Franco makes one last point about the benefits of the quoting software that is especially relevant in today’s environment of growing cybersecurity threats: “Paperless Parts software complies with Department of Defense requirements for data security. When we use this system, I know that critical data and intellectual property is safe, whether it’s our data or the customer’s data. All of us are protected.”
This brings us to a convergence of the finisher and job shop as partners able to cooperate as closely as operations under one roof. Cope and Franco see this development well within reach, and see it helping usher in a new era in U.S. manufacturing.
From the job’s shops point of view, Cope offers multiple examples of this progress. In one case, review and discussion via the software’s chat feature led to including a tab in a racking hole to speed and improve the plating process at no cost to the shop, which simply removed the tab during post-plating machining. In another case, a finisher asked the shop to fabricate various aluminum fasteners and washers to enable a quality electrical connection for anodizing a medical part. This request was handled with the same matter-of-course effort as a request from the company’s own shop floor (such as a CNC machinist asking the programming department for a change in fixture design).

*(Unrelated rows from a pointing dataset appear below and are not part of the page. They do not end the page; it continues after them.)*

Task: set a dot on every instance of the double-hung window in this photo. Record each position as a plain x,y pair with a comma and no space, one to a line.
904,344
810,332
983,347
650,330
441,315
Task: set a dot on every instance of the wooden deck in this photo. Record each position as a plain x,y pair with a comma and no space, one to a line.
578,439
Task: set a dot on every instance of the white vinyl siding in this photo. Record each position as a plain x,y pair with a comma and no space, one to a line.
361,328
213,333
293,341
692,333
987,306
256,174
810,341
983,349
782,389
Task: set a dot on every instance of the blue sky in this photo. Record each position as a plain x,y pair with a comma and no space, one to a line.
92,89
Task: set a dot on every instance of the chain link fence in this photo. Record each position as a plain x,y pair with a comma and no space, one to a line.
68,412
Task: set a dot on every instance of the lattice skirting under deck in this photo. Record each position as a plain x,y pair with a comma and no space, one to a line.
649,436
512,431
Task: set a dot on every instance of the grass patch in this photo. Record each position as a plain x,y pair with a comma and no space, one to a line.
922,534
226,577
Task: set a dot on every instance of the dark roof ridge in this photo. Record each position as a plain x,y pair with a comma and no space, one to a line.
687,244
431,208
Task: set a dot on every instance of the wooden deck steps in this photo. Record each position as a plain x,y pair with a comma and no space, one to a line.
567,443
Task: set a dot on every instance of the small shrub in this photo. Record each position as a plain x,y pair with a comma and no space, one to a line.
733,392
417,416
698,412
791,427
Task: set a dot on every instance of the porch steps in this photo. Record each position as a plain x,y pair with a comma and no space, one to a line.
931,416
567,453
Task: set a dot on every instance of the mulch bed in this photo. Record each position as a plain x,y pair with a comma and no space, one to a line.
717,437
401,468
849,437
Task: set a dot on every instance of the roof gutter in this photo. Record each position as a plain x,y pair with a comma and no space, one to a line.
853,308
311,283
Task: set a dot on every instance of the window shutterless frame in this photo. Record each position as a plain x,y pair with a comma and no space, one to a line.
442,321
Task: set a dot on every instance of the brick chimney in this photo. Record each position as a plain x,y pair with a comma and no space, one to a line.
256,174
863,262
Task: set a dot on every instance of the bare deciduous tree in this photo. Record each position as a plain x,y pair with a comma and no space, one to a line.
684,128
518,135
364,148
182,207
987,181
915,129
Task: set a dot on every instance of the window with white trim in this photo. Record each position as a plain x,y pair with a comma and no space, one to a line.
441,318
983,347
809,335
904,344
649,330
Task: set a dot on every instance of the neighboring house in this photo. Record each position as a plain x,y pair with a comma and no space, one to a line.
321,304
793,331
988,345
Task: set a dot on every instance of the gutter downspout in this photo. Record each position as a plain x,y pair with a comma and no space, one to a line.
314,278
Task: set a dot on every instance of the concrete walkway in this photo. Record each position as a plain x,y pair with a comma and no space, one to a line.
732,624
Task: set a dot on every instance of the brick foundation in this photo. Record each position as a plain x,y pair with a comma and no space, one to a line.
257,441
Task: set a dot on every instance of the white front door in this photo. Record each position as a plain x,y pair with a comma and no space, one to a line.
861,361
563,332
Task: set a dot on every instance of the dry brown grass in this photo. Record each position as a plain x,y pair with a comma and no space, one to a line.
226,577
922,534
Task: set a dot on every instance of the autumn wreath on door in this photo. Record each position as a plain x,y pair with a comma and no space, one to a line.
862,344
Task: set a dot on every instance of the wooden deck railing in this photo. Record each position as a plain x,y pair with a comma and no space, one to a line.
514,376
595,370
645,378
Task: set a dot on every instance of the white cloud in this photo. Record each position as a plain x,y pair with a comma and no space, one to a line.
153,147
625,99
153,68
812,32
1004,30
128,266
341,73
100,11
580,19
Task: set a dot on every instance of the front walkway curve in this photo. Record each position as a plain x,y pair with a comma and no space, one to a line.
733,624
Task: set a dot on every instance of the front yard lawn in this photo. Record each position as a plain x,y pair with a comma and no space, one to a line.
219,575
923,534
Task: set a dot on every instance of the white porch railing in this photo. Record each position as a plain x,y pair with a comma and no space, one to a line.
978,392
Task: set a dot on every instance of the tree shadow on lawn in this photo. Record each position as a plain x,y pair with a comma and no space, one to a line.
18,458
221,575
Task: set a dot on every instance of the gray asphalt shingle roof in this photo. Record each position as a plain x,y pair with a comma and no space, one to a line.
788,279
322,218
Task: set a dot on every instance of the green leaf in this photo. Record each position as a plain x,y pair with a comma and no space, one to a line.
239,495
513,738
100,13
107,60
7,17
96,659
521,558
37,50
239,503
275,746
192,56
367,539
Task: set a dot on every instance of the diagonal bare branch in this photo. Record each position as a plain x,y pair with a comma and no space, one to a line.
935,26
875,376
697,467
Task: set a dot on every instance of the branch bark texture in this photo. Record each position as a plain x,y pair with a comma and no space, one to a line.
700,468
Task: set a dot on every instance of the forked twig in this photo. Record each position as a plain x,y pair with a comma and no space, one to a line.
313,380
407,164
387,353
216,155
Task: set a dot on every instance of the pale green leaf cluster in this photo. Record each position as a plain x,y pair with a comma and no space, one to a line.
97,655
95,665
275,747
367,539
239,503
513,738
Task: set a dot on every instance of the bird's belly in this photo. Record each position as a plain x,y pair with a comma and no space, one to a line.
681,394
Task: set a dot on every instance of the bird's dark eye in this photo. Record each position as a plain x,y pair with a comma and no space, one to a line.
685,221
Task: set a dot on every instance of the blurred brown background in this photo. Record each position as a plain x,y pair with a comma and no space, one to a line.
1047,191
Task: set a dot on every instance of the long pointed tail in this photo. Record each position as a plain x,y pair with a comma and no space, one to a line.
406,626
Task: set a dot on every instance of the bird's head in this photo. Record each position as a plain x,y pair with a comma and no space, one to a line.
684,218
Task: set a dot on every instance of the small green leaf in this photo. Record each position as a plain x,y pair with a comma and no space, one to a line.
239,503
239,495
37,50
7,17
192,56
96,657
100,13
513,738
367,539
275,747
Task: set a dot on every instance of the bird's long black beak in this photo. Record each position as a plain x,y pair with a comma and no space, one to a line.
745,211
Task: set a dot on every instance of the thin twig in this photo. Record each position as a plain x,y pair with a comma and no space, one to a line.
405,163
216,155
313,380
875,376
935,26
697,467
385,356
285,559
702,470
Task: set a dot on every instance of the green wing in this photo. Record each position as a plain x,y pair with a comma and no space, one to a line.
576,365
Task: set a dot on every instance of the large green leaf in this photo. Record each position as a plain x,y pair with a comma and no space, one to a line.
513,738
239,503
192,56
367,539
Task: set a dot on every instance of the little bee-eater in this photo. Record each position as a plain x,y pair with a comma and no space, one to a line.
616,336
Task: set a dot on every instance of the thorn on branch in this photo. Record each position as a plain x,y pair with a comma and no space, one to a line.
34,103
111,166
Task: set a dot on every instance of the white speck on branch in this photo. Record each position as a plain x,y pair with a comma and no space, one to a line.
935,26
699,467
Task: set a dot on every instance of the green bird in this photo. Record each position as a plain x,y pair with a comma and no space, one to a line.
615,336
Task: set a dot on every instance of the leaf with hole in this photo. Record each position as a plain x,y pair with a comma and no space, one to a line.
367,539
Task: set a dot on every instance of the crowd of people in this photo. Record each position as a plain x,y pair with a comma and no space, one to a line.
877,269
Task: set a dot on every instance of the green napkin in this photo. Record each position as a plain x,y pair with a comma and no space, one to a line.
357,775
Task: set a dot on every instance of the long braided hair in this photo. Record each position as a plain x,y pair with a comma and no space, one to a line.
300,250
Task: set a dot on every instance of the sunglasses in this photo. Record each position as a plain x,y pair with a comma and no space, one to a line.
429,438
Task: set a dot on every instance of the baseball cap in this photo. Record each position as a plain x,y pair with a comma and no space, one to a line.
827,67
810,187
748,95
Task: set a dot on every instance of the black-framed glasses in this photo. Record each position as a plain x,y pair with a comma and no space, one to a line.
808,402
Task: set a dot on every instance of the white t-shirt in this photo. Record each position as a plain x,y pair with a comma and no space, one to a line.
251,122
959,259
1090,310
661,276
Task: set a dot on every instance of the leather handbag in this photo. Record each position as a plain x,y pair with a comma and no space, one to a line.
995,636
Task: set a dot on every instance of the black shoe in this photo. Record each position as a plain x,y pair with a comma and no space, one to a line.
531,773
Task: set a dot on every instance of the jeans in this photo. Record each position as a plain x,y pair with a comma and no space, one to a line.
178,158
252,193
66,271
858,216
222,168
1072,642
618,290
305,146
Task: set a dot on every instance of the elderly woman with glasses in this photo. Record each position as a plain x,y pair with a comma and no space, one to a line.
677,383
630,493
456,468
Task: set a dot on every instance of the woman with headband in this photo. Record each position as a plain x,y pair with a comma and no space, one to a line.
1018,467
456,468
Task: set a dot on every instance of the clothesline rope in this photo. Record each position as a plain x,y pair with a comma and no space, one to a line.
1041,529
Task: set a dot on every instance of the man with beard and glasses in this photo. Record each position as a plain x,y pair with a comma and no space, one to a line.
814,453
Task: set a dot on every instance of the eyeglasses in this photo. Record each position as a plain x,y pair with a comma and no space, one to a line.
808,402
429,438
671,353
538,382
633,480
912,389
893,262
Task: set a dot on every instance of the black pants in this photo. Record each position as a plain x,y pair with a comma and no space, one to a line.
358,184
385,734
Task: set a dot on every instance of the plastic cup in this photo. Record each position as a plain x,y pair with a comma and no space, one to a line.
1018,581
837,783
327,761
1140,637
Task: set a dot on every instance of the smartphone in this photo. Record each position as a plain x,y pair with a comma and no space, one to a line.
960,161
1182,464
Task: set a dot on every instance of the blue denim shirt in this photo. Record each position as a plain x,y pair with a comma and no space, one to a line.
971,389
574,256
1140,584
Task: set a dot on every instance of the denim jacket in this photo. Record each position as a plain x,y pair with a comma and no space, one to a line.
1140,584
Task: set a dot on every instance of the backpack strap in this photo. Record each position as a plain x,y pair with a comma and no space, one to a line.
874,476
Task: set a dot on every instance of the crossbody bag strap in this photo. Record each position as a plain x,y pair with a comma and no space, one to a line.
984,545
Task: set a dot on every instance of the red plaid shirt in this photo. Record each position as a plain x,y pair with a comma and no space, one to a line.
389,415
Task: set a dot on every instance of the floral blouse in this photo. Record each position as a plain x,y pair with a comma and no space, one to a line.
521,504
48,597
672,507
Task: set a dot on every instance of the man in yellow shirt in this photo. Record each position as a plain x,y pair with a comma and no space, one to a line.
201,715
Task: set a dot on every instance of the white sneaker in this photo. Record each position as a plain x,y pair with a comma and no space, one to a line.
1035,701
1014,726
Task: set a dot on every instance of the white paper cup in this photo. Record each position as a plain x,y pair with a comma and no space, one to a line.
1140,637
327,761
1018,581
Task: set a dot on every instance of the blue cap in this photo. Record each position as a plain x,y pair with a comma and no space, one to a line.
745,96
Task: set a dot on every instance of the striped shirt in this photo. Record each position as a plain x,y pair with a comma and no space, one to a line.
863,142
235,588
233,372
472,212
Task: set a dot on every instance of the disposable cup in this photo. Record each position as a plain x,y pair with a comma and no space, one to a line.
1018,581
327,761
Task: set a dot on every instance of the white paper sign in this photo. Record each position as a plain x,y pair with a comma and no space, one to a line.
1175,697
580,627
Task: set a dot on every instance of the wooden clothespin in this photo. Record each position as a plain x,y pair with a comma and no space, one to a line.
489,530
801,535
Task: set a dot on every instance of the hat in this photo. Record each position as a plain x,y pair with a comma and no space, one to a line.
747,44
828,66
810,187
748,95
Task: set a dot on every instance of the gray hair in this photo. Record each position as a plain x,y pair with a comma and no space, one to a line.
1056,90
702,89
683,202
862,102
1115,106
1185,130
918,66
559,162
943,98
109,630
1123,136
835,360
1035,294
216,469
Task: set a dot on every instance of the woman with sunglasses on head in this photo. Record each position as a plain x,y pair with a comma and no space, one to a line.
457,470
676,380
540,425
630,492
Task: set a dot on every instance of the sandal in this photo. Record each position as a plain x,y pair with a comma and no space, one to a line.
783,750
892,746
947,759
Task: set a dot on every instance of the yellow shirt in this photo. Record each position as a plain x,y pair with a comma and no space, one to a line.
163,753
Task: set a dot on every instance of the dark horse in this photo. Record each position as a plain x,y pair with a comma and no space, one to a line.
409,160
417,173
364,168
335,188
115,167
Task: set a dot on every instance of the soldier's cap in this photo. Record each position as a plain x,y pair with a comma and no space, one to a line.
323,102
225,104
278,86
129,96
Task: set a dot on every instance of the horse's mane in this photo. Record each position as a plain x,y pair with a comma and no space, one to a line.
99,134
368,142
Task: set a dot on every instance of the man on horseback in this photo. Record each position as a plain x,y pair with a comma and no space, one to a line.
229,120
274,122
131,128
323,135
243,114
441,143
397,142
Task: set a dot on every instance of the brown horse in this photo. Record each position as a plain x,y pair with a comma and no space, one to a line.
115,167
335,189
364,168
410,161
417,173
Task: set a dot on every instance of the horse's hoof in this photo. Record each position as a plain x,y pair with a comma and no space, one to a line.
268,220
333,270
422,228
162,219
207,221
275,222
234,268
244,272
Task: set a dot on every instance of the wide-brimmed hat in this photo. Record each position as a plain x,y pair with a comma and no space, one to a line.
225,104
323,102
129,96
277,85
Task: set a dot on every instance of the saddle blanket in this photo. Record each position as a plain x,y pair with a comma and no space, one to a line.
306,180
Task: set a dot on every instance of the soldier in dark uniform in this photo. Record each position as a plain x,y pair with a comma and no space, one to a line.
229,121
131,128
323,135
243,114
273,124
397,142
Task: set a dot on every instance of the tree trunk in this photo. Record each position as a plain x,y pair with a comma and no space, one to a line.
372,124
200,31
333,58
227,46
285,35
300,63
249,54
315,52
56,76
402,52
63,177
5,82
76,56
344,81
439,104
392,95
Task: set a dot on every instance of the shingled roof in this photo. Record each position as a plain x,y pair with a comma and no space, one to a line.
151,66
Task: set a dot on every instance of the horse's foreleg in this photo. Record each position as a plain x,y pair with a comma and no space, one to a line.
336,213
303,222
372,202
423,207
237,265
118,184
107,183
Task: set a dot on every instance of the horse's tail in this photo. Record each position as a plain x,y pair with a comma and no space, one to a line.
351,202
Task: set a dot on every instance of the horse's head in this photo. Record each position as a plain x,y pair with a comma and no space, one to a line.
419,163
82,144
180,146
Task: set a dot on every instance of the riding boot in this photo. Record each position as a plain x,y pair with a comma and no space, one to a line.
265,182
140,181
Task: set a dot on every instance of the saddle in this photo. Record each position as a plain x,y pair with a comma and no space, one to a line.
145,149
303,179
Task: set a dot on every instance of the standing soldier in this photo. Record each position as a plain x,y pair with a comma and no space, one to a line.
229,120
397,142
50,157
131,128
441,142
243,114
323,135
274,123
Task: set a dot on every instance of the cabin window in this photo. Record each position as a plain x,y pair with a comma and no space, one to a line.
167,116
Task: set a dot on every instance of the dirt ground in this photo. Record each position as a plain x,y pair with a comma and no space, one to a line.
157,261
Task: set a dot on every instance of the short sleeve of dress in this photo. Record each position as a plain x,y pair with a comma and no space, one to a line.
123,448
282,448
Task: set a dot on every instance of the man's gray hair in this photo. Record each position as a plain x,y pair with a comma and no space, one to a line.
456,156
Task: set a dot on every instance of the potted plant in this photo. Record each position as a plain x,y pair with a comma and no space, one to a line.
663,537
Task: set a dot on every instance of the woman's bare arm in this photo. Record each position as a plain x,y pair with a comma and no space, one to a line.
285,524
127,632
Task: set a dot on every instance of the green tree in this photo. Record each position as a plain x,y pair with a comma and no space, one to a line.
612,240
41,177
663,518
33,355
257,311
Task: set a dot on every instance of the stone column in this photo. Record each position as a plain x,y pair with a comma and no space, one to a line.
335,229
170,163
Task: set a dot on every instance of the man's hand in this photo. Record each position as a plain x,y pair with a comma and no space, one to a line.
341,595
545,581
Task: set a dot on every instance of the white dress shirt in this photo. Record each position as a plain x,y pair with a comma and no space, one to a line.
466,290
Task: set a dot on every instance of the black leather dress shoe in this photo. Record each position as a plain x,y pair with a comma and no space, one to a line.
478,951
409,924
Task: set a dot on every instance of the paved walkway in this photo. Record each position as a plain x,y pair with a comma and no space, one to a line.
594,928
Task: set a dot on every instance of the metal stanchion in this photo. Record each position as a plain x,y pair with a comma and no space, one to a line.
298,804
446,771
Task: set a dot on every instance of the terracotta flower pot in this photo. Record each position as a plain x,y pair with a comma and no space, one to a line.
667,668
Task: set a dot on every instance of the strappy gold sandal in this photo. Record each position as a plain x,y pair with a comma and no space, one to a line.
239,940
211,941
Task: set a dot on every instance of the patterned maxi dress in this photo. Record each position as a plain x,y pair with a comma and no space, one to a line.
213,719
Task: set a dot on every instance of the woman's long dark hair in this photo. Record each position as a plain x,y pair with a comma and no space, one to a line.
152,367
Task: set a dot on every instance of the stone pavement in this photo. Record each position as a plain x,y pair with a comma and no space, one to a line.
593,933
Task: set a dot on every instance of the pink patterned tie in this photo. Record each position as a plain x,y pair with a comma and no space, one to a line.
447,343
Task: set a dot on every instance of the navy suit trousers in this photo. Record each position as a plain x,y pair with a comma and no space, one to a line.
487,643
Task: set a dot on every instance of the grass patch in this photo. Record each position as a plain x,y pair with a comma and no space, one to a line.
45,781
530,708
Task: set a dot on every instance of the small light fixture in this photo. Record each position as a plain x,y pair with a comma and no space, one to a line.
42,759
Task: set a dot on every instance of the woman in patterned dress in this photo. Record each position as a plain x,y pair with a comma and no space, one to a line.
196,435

The viewer enables GMF employees to consolidate their thinking when a quote is prepared. Because the 3D model includes calculations of part properties essential to finishing processes, employees can give more attention to optimizing these processes. Photo Credit: Paperless Parts
On the finisher’s side, Franco recalls a large piece of machined aluminum that lacked enough racking holes for even distribution of electrical current during plating. Examining the 3D model in the Paperless Parts viewer made the preferred electrical contact points easy to identify. “Our engineers worked with the shop’s engineers to be sure our racking suggestion was acceptable,” she recalls. “With their feedback, we arranged a racking pattern that minimized racking marks yet yielded a consistent and complete coating.”
The software also helps finishers and job shops sync their schedules. A direct link of communication facilitates progress updates that enable anticipating delays and adjusting scheduling priorities accordingly, Franco says. Providing clear, upfront scheduling requirements to job shops in the quoting phase also helps head off conflicts and avoid unwelcome surprises that can disappoint end customers.
Both companies also value the software’s integration with the ERP systems that they use for scheduling. At Reata, this integration has reduced manual entry of job data when the quote is accepted, Cope says.
Creating a Better Image
Can a quoting system change the image of an industry? Franco says yes. Ben Lawhorn, GMF’s VP of operations and sales, concurs. “This software is what the finishing industry needs to promote its value as well as create closer alignment and partnership with contract manufacturers,” he says. “The finisher and the job shop can learn from and help one another. Respect and understanding improve significantly, especially when both parties are using the same quoting software.”
There is even a recruitment benefit. At Reata, the quoting software and its centralized, integrated approach to capturing critical process data are contributing to the data-driven, fully digital mode of manufacturing envisioned in the Industry 4.0 concept, Cope says. That helps attract secondary and post-secondary students. “We can detect how the emerging image of manufacturing as an industry with an exciting, vibrant future is influencing their interest,” he says. Both Franco and Cope believe that strengthening the image and efficiency of America’s contract manufacturers and finishing companies boosts U.S. manufacturing at a time when its global competitiveness is at a pivot point.